マイクロサービスベースのアプリケーションを構築する場合、RESTful APIとマイクロサービスという用語は密接に関係しますが、両者はまったく異なるものを指しています。以下は、RESTful APIとマイクロサービスの違いの簡単な説明です:
- マイクロサービス:より大きなマイクロサービスベースのアプリケーションを形成する個々のサービスや機能またはビルディングブロック
- RESTful API:個々のマイクロサービスを統合し、単一のアプリケーションとして機能させるためのルール、ルーティン、コマンド、プロトコル、もしくはプロトコル
もちろん、マイクロサービスやRESTful APIについて知っておくべきことはまだまだたくさんあります。そこで、この記事を書きました。本記事が読者の皆様の一助になれば幸いです。
RESTful APIとは
まず、「API」(アプリケーション・プログラミング・インターフェース)の定義から始めましょう。APIとは、ユーザーやアプリケーションが特定のアプリケーションやマイクロサービスとやり取りしたり、データにアクセスしたりするためのルール、コマンド、パーミッション、プロトコルの定義された集まりのことです。マイクロサービスを接続してマイクロサービスベースのアプリケーションを作成する場合、APIは、個々のサービス間で特定のアクション、インタラクション、コマンド、およびデータ共有を制限および許可するルールを確定します。

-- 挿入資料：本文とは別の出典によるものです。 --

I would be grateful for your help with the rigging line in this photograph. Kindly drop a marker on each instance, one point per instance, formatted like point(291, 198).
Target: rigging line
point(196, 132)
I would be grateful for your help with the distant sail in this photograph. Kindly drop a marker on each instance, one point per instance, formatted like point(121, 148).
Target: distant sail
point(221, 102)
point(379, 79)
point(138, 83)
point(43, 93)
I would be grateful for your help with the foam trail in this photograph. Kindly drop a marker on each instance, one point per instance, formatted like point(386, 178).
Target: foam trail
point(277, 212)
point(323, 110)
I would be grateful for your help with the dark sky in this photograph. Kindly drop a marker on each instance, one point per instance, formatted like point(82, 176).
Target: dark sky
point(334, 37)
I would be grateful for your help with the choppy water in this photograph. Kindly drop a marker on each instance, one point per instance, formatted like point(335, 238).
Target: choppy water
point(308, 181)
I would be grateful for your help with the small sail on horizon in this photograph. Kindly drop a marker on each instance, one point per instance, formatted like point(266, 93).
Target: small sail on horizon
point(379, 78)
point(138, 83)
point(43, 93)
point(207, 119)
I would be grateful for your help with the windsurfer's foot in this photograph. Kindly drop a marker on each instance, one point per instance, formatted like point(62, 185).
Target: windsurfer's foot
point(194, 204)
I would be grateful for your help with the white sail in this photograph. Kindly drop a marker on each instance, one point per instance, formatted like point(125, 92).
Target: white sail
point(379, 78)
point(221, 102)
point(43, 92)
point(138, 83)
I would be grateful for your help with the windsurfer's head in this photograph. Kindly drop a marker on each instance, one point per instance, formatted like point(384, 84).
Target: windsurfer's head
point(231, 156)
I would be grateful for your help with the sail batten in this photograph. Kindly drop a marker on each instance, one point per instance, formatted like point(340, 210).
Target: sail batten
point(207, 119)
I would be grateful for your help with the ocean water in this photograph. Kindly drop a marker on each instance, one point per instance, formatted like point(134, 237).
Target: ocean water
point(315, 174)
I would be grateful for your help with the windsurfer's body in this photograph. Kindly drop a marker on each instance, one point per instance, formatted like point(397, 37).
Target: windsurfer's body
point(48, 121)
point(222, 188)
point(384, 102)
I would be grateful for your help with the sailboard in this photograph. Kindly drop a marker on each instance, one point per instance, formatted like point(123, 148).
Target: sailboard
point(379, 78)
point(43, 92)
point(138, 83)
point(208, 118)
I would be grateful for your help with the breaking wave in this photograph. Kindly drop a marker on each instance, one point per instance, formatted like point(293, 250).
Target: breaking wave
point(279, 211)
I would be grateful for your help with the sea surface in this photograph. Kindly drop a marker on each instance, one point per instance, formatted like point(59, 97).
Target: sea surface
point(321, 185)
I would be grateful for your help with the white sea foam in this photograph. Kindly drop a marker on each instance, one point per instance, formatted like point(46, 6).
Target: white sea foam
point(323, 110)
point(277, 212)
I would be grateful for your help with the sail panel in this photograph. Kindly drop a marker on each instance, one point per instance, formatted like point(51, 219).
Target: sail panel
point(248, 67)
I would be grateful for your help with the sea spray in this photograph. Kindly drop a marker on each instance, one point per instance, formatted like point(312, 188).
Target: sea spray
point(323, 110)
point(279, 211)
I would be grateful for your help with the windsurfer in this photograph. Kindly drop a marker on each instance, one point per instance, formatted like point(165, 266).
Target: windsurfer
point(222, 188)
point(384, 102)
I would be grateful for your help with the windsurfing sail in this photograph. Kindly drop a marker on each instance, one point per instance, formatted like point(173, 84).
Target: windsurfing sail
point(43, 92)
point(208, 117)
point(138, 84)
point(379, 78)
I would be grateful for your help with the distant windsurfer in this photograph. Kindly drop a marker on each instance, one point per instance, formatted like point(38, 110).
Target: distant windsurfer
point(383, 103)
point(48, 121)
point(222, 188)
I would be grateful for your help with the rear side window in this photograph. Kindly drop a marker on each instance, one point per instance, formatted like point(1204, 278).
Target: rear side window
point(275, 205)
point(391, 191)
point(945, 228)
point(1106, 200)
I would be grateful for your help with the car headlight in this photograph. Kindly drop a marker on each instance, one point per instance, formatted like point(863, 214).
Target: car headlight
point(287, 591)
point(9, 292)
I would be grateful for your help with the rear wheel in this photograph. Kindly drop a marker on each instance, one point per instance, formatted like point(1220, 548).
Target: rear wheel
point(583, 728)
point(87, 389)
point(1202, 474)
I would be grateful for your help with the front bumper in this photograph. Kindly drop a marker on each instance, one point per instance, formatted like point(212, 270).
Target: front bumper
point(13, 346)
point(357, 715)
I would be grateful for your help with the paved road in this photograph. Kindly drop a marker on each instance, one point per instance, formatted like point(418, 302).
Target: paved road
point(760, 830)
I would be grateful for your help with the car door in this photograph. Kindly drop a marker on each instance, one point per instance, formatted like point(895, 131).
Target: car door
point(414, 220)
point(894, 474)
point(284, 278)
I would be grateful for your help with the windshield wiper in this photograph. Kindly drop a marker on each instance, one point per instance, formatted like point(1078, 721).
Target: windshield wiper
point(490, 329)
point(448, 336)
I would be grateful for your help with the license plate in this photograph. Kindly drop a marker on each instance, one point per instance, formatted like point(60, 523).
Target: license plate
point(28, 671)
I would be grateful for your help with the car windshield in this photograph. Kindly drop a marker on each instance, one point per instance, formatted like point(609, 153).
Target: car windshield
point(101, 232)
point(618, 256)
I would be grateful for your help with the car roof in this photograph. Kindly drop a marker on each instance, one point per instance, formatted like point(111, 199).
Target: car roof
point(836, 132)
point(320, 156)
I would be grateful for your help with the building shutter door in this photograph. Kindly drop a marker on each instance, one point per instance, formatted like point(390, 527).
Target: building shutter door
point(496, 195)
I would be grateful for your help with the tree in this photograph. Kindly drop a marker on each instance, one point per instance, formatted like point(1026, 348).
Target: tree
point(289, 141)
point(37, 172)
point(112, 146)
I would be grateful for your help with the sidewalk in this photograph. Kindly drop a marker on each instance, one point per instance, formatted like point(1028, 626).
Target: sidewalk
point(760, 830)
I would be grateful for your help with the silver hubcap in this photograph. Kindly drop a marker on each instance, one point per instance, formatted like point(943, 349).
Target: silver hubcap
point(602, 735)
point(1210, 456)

APIはインタフェースであり、これを通して多くのデベロッパーがデータを使って作業します。よくデザインされたAPIはいつも非常に使いやすく、デベロッパーの仕事も非常にスムーズになります。APIはデベロッパーのためのGUI(グラフィカル・ユーザ・インタフェース)であり、もしそれが分かりにくかったり、言語が豊富でなかったら、デベロッパーは他に代わりを探すか、使うのをやめてしまうでしょう。デベロッパーの体験は、APIの品質を測る最も重要なメトリクスになります。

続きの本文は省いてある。